Summary
Yehuda Koren, Eilat Negev: We were giants at heart - seven dwarfs from Auschwitz
"Mother Batia Ovitz feared that a lonely dwarf would be twice as helpless as a giant: her children's only strength, she believed, lay in their numbers." On her deathbed, she set a rule that she would have to follow for the rest of her life, and that rule would ultimately save their lives: 'Always stick together, for better or for worse. Never part, keep each other, live for each other.'' but they will receive them warmly; an occupation that will allow them to progress. The stage seemed like a perfect choice, because they could receive applause, attention, and respect on it. ..."

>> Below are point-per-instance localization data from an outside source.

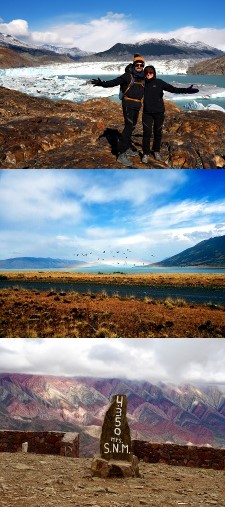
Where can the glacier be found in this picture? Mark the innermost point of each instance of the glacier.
(71, 81)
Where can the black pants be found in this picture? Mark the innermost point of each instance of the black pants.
(130, 119)
(155, 121)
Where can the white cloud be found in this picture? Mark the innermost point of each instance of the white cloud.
(38, 197)
(214, 37)
(153, 360)
(16, 27)
(91, 35)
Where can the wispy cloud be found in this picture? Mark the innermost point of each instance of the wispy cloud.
(153, 360)
(55, 213)
(90, 35)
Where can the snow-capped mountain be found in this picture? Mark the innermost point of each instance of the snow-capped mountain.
(158, 48)
(65, 51)
(8, 41)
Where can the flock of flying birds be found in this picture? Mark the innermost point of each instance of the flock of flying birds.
(117, 257)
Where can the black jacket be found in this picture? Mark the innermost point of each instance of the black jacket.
(153, 94)
(133, 97)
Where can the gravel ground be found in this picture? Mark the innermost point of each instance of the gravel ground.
(45, 481)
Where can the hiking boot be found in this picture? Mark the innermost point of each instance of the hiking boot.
(131, 153)
(157, 155)
(145, 159)
(122, 158)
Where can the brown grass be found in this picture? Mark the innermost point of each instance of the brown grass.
(177, 279)
(30, 313)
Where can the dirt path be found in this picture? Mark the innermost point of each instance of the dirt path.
(51, 481)
(40, 314)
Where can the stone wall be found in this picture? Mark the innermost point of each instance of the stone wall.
(43, 442)
(179, 455)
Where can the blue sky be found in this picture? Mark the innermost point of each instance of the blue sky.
(58, 213)
(95, 26)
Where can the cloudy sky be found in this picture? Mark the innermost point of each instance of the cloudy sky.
(92, 26)
(174, 360)
(59, 214)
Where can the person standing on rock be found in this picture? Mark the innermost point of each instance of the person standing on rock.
(154, 110)
(132, 87)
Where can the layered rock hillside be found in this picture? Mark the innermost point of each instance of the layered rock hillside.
(155, 412)
(211, 66)
(40, 133)
(210, 252)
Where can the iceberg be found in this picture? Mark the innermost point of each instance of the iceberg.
(198, 106)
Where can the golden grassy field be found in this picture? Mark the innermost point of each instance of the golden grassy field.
(36, 314)
(188, 279)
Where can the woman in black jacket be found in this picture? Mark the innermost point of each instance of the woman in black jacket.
(132, 87)
(154, 109)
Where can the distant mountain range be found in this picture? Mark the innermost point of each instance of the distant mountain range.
(157, 413)
(37, 263)
(25, 54)
(156, 48)
(209, 252)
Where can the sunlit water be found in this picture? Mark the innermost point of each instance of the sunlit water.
(70, 82)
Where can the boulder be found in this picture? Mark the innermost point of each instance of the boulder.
(40, 133)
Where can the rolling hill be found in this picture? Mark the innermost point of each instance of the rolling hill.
(157, 413)
(156, 48)
(209, 252)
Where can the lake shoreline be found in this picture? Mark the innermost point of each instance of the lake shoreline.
(154, 279)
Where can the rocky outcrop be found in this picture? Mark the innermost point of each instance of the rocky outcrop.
(40, 442)
(180, 455)
(209, 252)
(212, 66)
(39, 133)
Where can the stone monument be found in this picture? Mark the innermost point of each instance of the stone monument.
(116, 458)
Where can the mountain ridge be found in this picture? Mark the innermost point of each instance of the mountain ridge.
(151, 48)
(208, 252)
(156, 412)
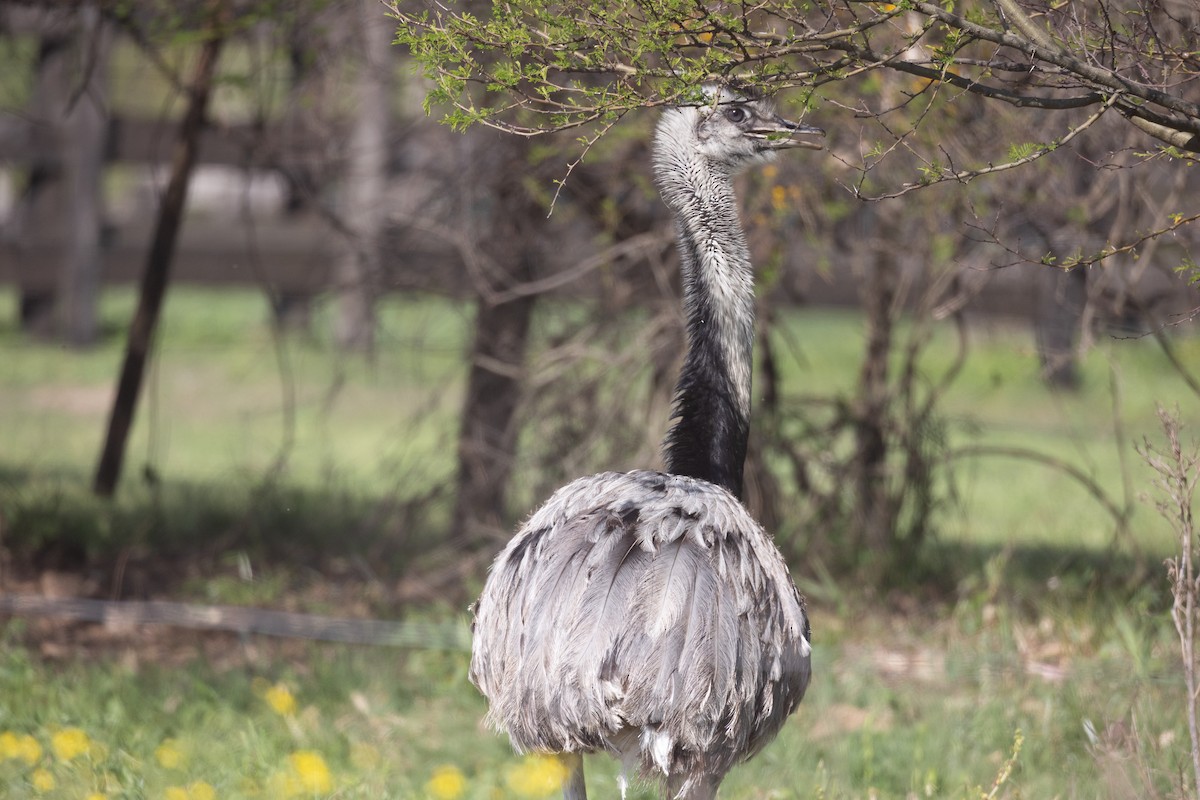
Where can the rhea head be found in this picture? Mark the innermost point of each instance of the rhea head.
(733, 128)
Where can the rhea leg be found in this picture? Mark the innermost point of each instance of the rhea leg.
(693, 787)
(574, 787)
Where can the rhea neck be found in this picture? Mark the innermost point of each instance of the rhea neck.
(712, 401)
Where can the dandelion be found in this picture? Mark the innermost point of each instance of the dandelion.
(42, 780)
(311, 770)
(28, 750)
(779, 198)
(281, 699)
(447, 783)
(70, 744)
(201, 791)
(168, 755)
(537, 776)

The artist and pious Transylvanian Jew - Shimson Isaac Ovitz - had ten children in the period from 1886 to 1921, seven of whom were dwarfs. The latter founded the Lilliput entertainment group, and from their village of Rožavlja, today in the north of Romania (near the border with Ukraine), they set out to conquer stages throughout Central Europe and became stars themselves. In 1944, deported were in Auschwitz, but not as ordinary Jews, but as patients of Dr. Josef Mengele, who, like many others with various deformities, performed many bestial and pseudoscientific experiments on them. Their deformity, paradoxically, saved their lives because Mengele, who above all cared about their scientific career, protected them from certain death, hoping that with their help, new scientific discoveries related to genetics would be made Belgium, and then they finally moved to Israel, where only death will separate them. Yehuda Koren (1946–) and Eilat Negev (1951–) are Israeli journalists and publicists. Their most famous work, At Heart We Were Giants, was a great success and was translated into more than ten languages
Biblos Newsletter
New titles, special copies and quiet recommendations from the antiquarian bookshop.